Signs and Displays

Signage is a key component of establishing and perpetuating your identity.

Billboards, blimps, searchlights, and skywriting are exotic and expensive, so you'd be better served by concentrating on more down-to-earth signs. Start with your vehicles. Cars and trucks are great traveling billboards. You can readily find a magnetic sign supplier who can fashion a flexible rubberized sign to attach to your company truck or your personal car. When not in use for company business, simply remove the sign.

Employee uniforms are another form of sign. Your logo and identity must carry through all possible aspects of your business. T-shirts are great signs that even your customers can wear.

Interior and exterior signs should be lighted to take advantage of every opportunity to be seen. Neon is becoming popular again, and creative things are being done in this medium.

 
Warning

When you create posters and banners, be aware that using all capital letters sometimes hampers readability and be sure to check scrupulously for spelling errors.
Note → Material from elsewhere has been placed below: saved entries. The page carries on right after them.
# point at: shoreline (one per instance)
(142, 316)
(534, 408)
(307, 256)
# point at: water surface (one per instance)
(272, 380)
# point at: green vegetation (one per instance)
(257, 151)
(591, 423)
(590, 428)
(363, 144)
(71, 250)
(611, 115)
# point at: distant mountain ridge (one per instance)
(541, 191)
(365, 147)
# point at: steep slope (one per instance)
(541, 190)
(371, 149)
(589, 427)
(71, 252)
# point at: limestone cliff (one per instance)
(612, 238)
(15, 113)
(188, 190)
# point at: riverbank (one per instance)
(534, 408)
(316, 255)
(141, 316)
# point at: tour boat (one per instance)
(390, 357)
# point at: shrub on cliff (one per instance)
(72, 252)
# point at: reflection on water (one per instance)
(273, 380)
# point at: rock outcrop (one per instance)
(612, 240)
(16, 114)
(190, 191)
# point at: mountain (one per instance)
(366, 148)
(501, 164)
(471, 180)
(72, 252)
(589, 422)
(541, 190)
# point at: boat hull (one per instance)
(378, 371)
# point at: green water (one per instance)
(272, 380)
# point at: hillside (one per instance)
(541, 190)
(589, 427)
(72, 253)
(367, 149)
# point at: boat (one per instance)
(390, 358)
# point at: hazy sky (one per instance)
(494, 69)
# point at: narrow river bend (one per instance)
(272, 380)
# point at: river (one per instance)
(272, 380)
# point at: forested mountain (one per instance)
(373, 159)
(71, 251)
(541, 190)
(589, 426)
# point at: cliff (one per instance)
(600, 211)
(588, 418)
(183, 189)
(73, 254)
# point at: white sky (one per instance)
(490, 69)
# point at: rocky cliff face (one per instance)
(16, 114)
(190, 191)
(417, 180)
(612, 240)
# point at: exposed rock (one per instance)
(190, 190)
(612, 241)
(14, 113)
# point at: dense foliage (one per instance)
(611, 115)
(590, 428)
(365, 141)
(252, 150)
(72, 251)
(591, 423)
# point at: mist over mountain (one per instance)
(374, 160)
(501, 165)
Reader boards, those signs using individual letters so you can change the message at will, are very useful if well-positioned, lighted, and maintained. Zoning ordinances often limit the use of reader boards. These signs can be portable, on wheels, fixed to the ground in what is called "monument" style or, most often, high up on a pole. Changing the message often and avoiding misspellings will enhance their effect on your business.
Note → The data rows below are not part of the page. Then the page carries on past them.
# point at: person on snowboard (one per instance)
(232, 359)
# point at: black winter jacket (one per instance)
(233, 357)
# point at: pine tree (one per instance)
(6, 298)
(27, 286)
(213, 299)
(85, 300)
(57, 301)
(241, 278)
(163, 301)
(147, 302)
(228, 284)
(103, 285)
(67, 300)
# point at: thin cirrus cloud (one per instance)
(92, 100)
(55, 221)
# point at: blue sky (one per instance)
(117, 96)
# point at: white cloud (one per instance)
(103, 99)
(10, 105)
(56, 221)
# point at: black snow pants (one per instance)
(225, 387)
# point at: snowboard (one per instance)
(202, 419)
Point-of-purchase displays. The importance of POP displays cannot be overemphasized. Impulse buying accounts for a huge amount of product sales. Service businesses can also use some POP techniques, especially when going to add-ons to a regular service such as "wax my car as long as you're going to keep it to change the oil" type of last minute decisions. But it's in the product realm that POP is king.
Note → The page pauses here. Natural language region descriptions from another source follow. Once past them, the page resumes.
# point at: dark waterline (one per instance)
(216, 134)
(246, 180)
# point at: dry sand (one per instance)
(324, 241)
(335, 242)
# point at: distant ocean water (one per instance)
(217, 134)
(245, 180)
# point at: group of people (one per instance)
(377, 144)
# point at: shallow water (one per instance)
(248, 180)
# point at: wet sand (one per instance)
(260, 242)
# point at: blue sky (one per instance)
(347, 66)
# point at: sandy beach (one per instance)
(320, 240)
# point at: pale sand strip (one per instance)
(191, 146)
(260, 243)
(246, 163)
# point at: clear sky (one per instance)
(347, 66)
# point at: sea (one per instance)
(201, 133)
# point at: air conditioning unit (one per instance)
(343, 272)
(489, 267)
Often it's manufacturers who pay the cost of POP advertising. Providing a retailer with an attractive display is money well-spent by any manufacturer if it entices a retailer to feature the product and the consumer to purchase it on impulse.

POP can take the form of danglers, signs, posters, banners, custom display racks, special lighting, or video monitors with promotional loops playing all day long. Bounceback and register tape coupons (printed on the back of the cash register receipt) are good to give at a POP location to stimulate customer's return to your business in the future. POP even has its own trade magazine, POP Times, 7400 Skokie Blvd., Skokie, IL 60077 (847-675-7400). If you are a retailer or a maker of consumer goods you'll want to study the opportunities POP offers.